Слова Лидии здорово уменьшили облегчение Паркера, но он не желал так легко сдаваться.
— Это ничего не меняет, — настойчиво произнес он. — Если они сейчас в бегах, то вряд ли останутся здесь дольше, чем мы первоначально думали. Они вернутся в Сент-Джордж или уедут куда-то еще.
— Понятия не имею, что они будут делать.
Лидия пересекла комнату и поправила на стене картину. Она была написана в стиле импрессионизма и изображала женщину, которая укачивает ребенка в колыбели.
— Но если хоть что-то выплывет наружу, это уничтожит «Дом рождений», — сказала она, не отрывая взгляда от картины. — Безусловно, мы с тобой именно этого и заслуживаем. Но мне ненавистно, что с нами будут страдать и невинные. — Она в конце концов повернулась к Паркеру. — Например, Далтон.
— Никто ничего не узнает, — сказал тот. — Я десять лет души не чаял в сыне и не собираюсь его терять.
Ночью поднялся ветер, и ветки деревьев зашумели, царапая стены и окна домика в горах. Хоуп несколько раз просыпалась, но потом снова засыпала. Правда, сквозь сон она все равно слышала бурю, и это нашло отражение в ее кошмарах.
— Что-то не так? — спросила Фейт.
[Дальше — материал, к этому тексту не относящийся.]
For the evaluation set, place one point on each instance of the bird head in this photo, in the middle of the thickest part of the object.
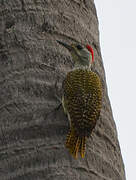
(82, 56)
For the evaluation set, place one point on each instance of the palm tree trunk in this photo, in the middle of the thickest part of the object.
(32, 68)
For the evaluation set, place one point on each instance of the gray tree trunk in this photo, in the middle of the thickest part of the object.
(32, 68)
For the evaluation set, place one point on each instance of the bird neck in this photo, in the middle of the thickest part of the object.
(81, 66)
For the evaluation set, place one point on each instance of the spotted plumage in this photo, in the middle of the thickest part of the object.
(82, 103)
(82, 98)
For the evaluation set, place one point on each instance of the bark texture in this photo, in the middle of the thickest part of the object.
(32, 68)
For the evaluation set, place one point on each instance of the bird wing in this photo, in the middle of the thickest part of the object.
(82, 97)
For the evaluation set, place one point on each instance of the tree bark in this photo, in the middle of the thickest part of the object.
(32, 68)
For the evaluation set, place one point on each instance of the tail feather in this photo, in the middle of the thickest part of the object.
(75, 144)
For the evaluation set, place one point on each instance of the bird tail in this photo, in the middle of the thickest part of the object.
(75, 144)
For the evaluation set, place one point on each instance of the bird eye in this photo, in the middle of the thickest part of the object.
(79, 47)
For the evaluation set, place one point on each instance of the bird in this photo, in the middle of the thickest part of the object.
(82, 98)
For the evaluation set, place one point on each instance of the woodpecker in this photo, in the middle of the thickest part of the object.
(82, 98)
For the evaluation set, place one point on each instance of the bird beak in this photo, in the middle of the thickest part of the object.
(65, 45)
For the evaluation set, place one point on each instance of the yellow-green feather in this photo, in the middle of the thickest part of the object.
(82, 102)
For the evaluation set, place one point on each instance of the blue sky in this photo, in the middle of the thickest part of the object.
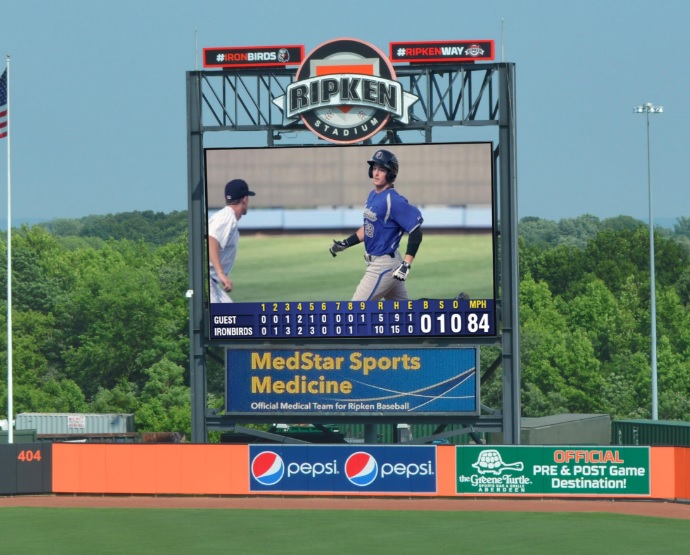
(98, 109)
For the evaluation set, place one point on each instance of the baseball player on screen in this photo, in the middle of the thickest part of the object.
(387, 217)
(224, 238)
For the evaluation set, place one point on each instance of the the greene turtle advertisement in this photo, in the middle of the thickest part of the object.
(553, 470)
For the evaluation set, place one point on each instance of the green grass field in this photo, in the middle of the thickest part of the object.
(300, 268)
(303, 532)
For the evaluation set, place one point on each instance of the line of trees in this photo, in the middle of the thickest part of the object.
(100, 320)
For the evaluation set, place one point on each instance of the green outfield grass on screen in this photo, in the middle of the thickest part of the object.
(299, 268)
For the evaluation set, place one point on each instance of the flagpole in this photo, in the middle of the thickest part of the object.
(10, 407)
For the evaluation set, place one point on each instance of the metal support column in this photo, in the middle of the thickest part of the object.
(509, 256)
(197, 359)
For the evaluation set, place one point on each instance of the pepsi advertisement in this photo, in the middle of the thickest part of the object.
(343, 468)
(352, 381)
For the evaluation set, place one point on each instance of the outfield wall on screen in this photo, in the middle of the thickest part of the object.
(459, 218)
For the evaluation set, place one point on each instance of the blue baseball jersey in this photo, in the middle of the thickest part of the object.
(387, 216)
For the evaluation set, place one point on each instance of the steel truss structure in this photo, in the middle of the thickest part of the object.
(451, 99)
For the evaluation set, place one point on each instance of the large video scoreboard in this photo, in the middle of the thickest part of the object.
(320, 184)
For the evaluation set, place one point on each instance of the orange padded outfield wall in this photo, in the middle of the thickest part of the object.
(186, 469)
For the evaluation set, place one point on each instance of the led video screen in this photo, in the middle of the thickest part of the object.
(305, 244)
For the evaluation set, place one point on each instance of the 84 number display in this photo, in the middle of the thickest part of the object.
(337, 319)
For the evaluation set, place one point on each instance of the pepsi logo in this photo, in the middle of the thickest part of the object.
(268, 468)
(361, 468)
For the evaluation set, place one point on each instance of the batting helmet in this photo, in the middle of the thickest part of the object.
(386, 159)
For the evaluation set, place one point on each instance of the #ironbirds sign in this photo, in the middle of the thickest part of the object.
(345, 91)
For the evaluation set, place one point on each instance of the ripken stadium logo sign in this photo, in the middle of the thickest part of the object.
(345, 91)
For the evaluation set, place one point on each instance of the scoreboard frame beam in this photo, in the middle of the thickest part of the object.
(450, 95)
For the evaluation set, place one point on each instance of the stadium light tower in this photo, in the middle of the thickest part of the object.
(647, 109)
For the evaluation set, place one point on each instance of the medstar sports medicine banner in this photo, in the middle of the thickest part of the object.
(586, 470)
(351, 381)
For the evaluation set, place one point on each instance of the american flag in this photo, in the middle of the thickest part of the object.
(3, 105)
Она вошла на кухню, шаркая ногами в шлепанцах, что они купили ей накануне, после отъезда из родильного центра.
Хоуп размешивала в чашке с кофе очередную ложку сахара.
— Все нормально.
— Ты выглядишь усталой. Ты вообще спала?
— Немного. Мне постоянно что-то снилось.
— И что именно?
Ей снилось лицо Эрвина, прижавшееся к окну домика. Эрвин, который потом пытался выбить плечом дверь. Но не этот сон больше всего тревожил Хоуп. Ее тревожил сон об Отем.
— Много всего, — ответила она. — Ты же знаешь, какими бывают сны — как калейдоскоп.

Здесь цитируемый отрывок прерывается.